Em boa verdade, não se percebe o que Kafka queria dizer,
se disse tal—há dúvidas sobre isso e em que condições o terá feito,
eventualmente em estado de depressão profunda. Há interpretações rebuscadas.
Por exemplo, Santo Agostinho dizia que o significado
ou sentido da vida era servir Deus e desfrutá-Lo, e que, se não há Deus para a
pessoa, não há sentido ou objectivo e, portanto, a vida acaba com a morte.

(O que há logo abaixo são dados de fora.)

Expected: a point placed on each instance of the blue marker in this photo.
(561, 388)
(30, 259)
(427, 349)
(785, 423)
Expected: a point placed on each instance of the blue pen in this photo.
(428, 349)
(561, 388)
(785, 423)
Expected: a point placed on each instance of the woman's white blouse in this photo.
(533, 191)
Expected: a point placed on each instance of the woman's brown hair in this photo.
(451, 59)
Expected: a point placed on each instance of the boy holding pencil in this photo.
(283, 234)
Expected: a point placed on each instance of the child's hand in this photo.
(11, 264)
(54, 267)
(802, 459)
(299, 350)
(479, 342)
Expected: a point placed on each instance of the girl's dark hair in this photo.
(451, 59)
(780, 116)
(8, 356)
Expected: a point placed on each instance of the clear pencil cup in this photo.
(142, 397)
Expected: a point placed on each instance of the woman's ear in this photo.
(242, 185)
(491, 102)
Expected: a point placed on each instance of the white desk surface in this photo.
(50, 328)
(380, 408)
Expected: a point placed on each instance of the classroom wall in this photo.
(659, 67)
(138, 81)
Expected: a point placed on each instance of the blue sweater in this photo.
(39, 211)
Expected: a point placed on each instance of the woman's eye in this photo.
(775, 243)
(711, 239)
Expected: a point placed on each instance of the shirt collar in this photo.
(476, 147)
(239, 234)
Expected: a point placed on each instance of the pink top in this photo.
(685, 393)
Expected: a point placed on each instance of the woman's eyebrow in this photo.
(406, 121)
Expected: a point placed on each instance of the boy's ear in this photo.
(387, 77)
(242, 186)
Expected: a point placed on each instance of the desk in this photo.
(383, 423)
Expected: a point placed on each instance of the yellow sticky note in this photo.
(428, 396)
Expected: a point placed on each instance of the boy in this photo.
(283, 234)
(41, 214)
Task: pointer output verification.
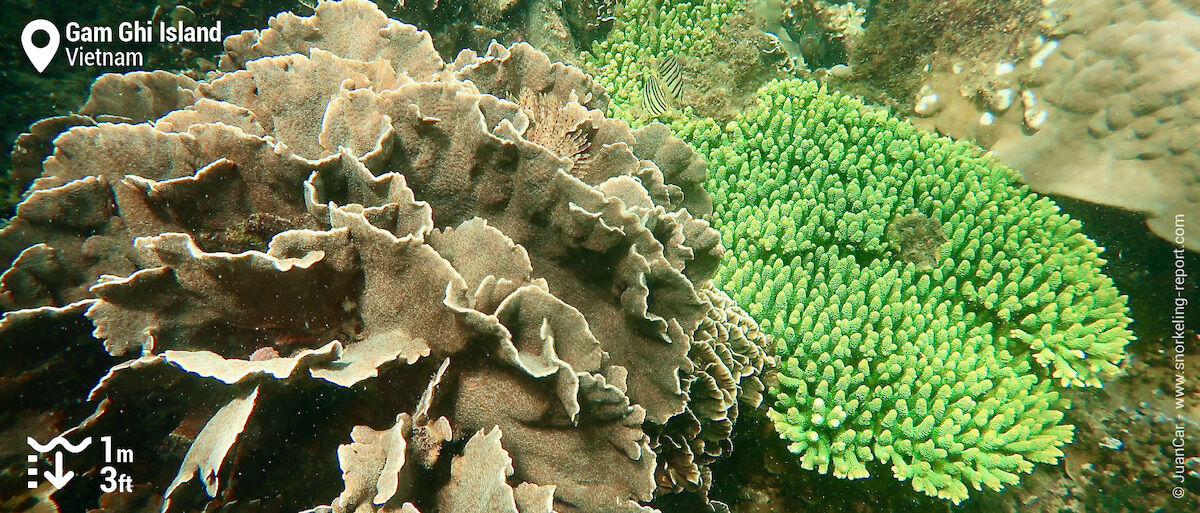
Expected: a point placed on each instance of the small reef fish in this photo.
(654, 98)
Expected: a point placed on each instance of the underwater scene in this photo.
(600, 255)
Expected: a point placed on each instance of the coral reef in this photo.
(905, 36)
(1119, 110)
(1099, 106)
(947, 374)
(559, 28)
(61, 89)
(951, 374)
(724, 53)
(459, 285)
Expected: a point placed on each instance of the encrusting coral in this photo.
(947, 374)
(342, 253)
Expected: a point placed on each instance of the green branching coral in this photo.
(948, 374)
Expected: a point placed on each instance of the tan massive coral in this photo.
(342, 255)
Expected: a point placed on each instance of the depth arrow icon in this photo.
(58, 478)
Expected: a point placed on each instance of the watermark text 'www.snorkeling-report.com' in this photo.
(87, 43)
(1179, 342)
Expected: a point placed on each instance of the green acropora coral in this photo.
(949, 374)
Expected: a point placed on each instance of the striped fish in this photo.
(669, 70)
(654, 98)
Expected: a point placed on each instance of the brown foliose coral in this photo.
(342, 255)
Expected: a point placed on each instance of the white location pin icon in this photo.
(40, 56)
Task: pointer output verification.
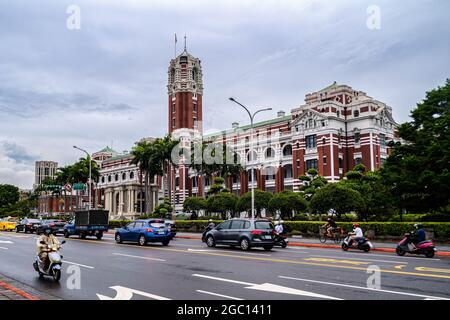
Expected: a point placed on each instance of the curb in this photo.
(17, 291)
(326, 246)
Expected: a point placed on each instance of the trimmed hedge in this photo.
(382, 229)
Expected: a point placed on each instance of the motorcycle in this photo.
(426, 247)
(361, 244)
(53, 267)
(280, 240)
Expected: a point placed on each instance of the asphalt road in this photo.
(188, 270)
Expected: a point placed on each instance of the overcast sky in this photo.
(105, 83)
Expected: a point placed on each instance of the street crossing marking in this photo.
(124, 293)
(219, 295)
(79, 264)
(138, 257)
(269, 287)
(432, 269)
(364, 288)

Seria essa a visão de Kafka, pouco virado para Deus.
Diz-se também que a intenção de Kafka seria que a vida
tem sentido porque tem fim e não dura sempre, mais ou menos outra maneira de
dizer o que não me lembro quem disse: "A vida tem sentido porque tem
fim".
Na realidade, variações sobre o tema seguramente mais
importante de todos para o homem, o único ser vivo que sabe que vai morrer: viemos do nada e voltamos ao nada, ou viemos do nada para
viver duas vidas, uma antes e outra depois da morte, o que dito assim soa a
absurdo?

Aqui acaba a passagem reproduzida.